4. Beware of text language
In the age of technology and social media, a great asset has potentially become a powerful adversary. We are always in a rush to move on to the next 'big' thing that needs our attention, that we don't take the time to carefully word our messages. The shorthand way of conveying a message, which made sense when we had to do so with a limited number of characters in a text message, has speedily made its way into formal discourse. 'Thank u 4 meeting with me 2day. I will call 2 follow up l8r' should no credible business associate who wants to strike a business deal type. Your email represents your image and that of your company. Proofread 'ur' email correspondences to ensure that none of these unflattering shortenings slip by.
5. Proofread and edit
Errors of grammar, misspellings and incorrect use of punctuation and capitalization are not only unsightly, but they too hinder communication by detracting from the content of your email. Instead of focusing on the message being conveyed, the reader naturally gets caught up with the errors included therein. The sender is now not judged by his/her knowledgeable mind or by reputation. Rather, the intelligence of the sender is taken to be sub-par, simply because of mistakes that could have been corrected through the process of proofreading and editing. This is why the proofreading and editing processes are as important as the crafting of the message and should be done and redone prior to hitting that 'send' button. Persons who are aware of the importance of this step often entrust language and communication companies such as LingScript to ensure that their business correspondence is error-free and that the ideas they contain are expressed with clarity.
6. No emoticons
Emoticons are a distraction, and will not only detract from the content of the message but from the formality of the correspondence as well. Reserve emoticons for informal communication with friends and family. They have no place in business discourse.
7. End with a closing
Ending with a closing such as 'Best regards' or 'Sincerely' conveys respect for the recipient. Its inclusion could result in a more favorable outcome, as it demonstrates your regard for the person to whom you are writing. The closing represents your last opportunity to make a good impression, and if done correctly, it may leave a lasting one too.

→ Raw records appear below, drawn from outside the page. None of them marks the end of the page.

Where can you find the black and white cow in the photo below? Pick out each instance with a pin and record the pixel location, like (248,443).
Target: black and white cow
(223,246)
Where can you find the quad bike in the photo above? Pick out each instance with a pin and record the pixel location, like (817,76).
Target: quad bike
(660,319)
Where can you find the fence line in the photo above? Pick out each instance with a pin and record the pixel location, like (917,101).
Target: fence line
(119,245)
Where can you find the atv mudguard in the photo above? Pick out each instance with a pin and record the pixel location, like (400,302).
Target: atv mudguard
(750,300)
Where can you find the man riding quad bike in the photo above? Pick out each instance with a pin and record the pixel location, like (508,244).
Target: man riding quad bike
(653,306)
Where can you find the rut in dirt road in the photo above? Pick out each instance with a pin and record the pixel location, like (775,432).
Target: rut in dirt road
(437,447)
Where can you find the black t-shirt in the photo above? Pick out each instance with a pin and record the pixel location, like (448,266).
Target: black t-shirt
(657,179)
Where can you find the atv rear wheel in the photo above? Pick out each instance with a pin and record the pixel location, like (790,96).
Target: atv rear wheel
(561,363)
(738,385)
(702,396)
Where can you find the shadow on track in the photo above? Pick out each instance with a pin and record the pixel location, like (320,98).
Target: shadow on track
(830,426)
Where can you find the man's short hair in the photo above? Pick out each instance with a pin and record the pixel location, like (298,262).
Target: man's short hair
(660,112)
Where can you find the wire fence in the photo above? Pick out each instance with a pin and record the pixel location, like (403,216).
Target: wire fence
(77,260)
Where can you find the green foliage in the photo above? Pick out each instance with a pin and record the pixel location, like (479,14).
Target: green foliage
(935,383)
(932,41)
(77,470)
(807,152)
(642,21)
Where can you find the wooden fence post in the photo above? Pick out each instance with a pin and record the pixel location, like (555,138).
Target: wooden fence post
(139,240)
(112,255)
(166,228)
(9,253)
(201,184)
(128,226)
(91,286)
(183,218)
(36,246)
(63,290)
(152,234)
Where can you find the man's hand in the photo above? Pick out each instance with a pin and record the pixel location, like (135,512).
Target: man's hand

Writing an email is a task that should never be taken slightly, especially when the purpose of that email is to illicit a response or evoke an action that will be in your favor. Special email etiquette considerations ought to be given to email marketing campaigns, correspondences between business associates and business partners, as well as between graduate students and their supervisors. Content writing, formatting, proofreading, and editing are critical in these instances, and may often require professional assistance. The investment is often worth the return.